Rivayete göre İskenderiye Limanı’na giren her gemiden yazılı metinler toplanır, kopyalanır, asılları kütüphanede saklanırdı; sahiplerine ise kopyaları geri verilirdi. Bu, bilginin mülkiyet değil, ortak miras sayıldığının sessiz ilanıydı. Burada çalışan bilginler yalnızca okuyan insanlar değildi; yıldızların hareketini hesaplayanlar, insan bedenini inceleyenler, dünyanın çevresini ölçmeye çalışanlar vardı. Eratosthenes’in dünyanın çevresini neredeyse hatasız hesaplaması, Hypatia’nın matematik ve felsefede açtığı yollar, bu mekanın zihinsel atmosferinde filizlendi.

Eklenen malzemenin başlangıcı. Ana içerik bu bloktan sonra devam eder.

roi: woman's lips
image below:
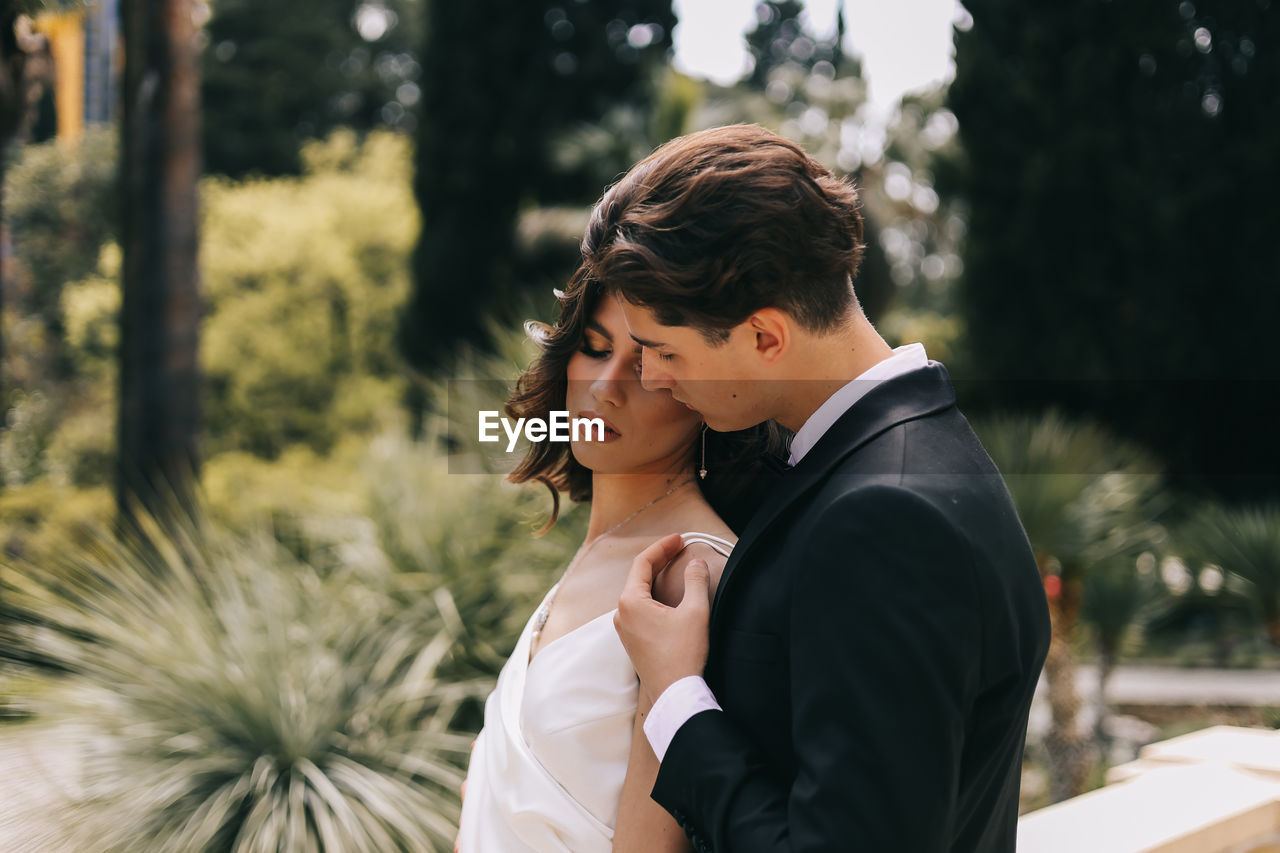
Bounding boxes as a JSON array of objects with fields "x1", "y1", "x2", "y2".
[{"x1": 577, "y1": 411, "x2": 622, "y2": 443}]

Ancak İskenderiye Kütüphanesi’nin en güçlü tarafı, aynı zamanda en kırılgan yanını da taşıyordu: Bilgi, güçtü. Güç ise her çağda korku uyandırır. Yangınlar, istilalar, ideolojik çatışmalar ve ihmaller… Kütüphanenin yok oluşu tek bir geceye, tek bir düşmana ya da tek bir karara indirgenemez; o, yavaş yavaş silinen bir hafıza gibiydi. Parşömenler yandı, metinler kayboldu, bazı bilgiler bir daha asla geri dönmedi. Belki de insanlık, henüz hazır olmadığı bazı cevapları o raflarda bıraktı.
Bugün İskenderiye Kütüphanesi’ni konuşurken aslında şunu soruyoruz: Bilgi neden korunmaz, neden yok edilir ve neden her çağda yeniden keşfedilmek zorunda kalır? Belki de kütüphanenin gerçek mirası, kaybolmuş kitaplar değil; bilginin kırılgan olduğunu hatırlatan uyarısıdır. Çünkü bir uygarlık, hafızasını koruyamadığında, en parlak fikirler bile küle dönüşebilir.